Bertrand Bonello, tout en reprenant « La Bête dans la jungle » d’Henry James et en suivant les traces de « L’année dernière à Marienbad » d’Alain Resnais, voit son scénario se dérober à mi-chemin.
Bertrand Bonello, réputé pour son originalité et sa maîtrise de la mise en scène, offre une nouvelle perspective à un court roman d’Henry James en le faisant basculer aux confins du surnaturel. Le protagoniste masculin de l’œuvre originelle devient une femme (incarnée par Léa Seydoux) et la durée de l’histoire s’étire à travers de nombreuses existences passées. Disponible dans les salles de cinéma depuis le mercredi 7 février, La Bête suscite l’intérêt mais peine à tenir toutes ses promesses jusqu’à la fin.
En l’an 2044, dans un monde où les intelligences artificielles font partie du quotidien, les sentiments humains y sont indésirables. Pour s’en délivrer, Gabrielle (interprétée par Léa Seydoux) est contrainte de revisiter ses vies passées dans le but d’épurer son ADN. Au cours de chaque régression, elle retrouve Louis (joué par George MacKay), son éternel amour, tout en redoutant continuellement l’arrivée d’un désastre imminent.
En s’appropriant le roman d’Henry James, Bonello en propose une version futuriste. Sa vision de la science-fiction n’est pas sans rappeler celle de David Cronenberg. Ils partagent des thématiques communes dans La Bête : le corps, la métamorphose, la sexualité, les émotions. La présence de Léa Seydoux, aperçue dans Les Crimes du futur du réalisateur canadien, renforce encore davantage cette correspondance.
Un rythme en déclin
Bertrand Bonello use remarquablement bien du thème du temps, qui est central dans son film. Une séquence faisant référence à un dialogue de L’Année dernière à Marienbad d’Alain Resnais, place le récit dans un contexte de remémoration des souvenirs qui finit par se muer en une prison. Des scènes similaires se succèdent, avec les mêmes personnages, mais toujours différentes. Hantée par le pressentiment d’un désastre mystérieux, Gabrielle s’en approche progressivement, en en définissant de mieux en mieux les contours pour s’en libérer. Y arriver signifie s’adapter, mais cela ne met-il pas en jeu son intégrité, son identité même ?

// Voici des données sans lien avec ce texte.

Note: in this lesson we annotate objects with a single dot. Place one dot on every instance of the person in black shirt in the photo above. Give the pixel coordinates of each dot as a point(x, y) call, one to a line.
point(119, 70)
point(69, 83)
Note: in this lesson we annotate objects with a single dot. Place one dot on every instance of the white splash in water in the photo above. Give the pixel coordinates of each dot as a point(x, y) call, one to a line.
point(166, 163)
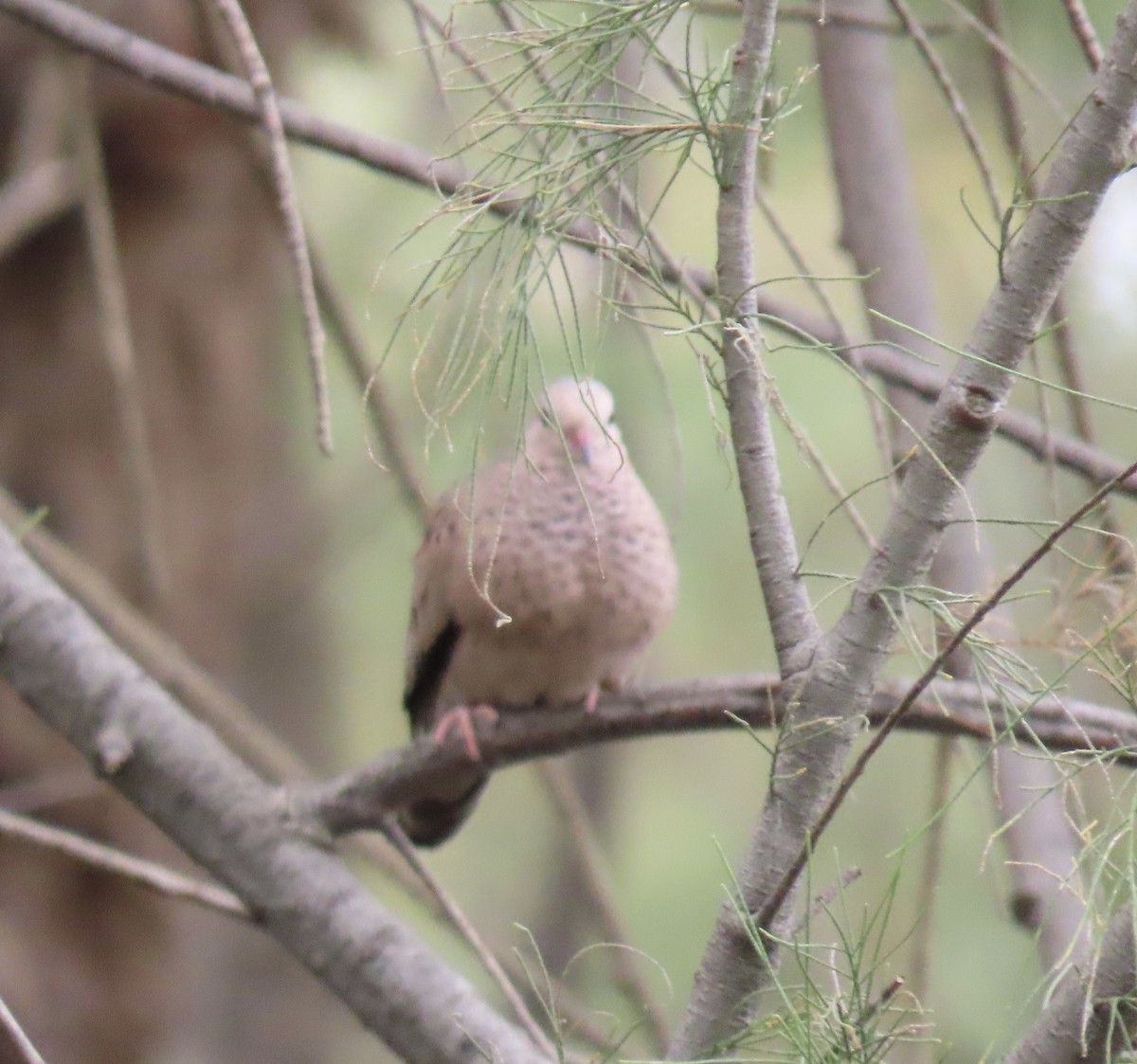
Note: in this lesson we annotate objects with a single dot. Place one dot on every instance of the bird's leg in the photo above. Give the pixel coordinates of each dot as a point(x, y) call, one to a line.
point(463, 718)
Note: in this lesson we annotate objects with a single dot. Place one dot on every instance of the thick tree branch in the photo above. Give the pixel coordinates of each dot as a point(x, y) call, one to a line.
point(363, 797)
point(237, 826)
point(848, 660)
point(1092, 1017)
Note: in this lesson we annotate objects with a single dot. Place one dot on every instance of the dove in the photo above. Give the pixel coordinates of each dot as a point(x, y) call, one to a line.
point(540, 581)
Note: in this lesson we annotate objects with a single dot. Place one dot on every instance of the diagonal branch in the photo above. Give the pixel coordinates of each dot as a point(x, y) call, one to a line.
point(767, 519)
point(822, 715)
point(237, 826)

La Bête met en place ce bel agencement dans une première partie où les énigmes de l’intrigue et les paradoxes temporels fusionnent harmonieusement avec la réalisation soignée de Bertrand Bonello. Toutefois, malgré l’excellente performance de George MacKay et la pertinence du sujet choisi, le film souffre d’une certaine redondance dans sa deuxième moitié, perdant en intensité. Il devient déséquilibré, tourne en rond et perd son rythme, ressemblant plus à une version brouillon en cours de montage. Les 146 minutes du film deviennent alors pesantes, gâchant une réalisation qui avait commencé en beauté.
Informations supplémentaires
Catégorie : Drame / Science-fiction
Réalisateur : Bertrand Bonello
Acteurs : Léa Seydoux, George MacKay, Guslagie Malanda, Dasha Nekrasova, Elina Löwensohn, Julia Faure
Produit en : France
Durée totale : 2h26
Disponible depuis : 7 février 2024
Type de diffusion : Ad Vitam
Résumé : Dans un avenir proche dominé par l’intelligence artificielle, les émotions humaines sont considérées comme une menace. Pour les éradiquer, Gabrielle est contrainte d’assainir son ADN en revisitant ses vies antérieures. Elle y retrouve Louis, son amour véritable. Cependant, elle est envahie par l’inquiétude, pressentant un désastre imminent.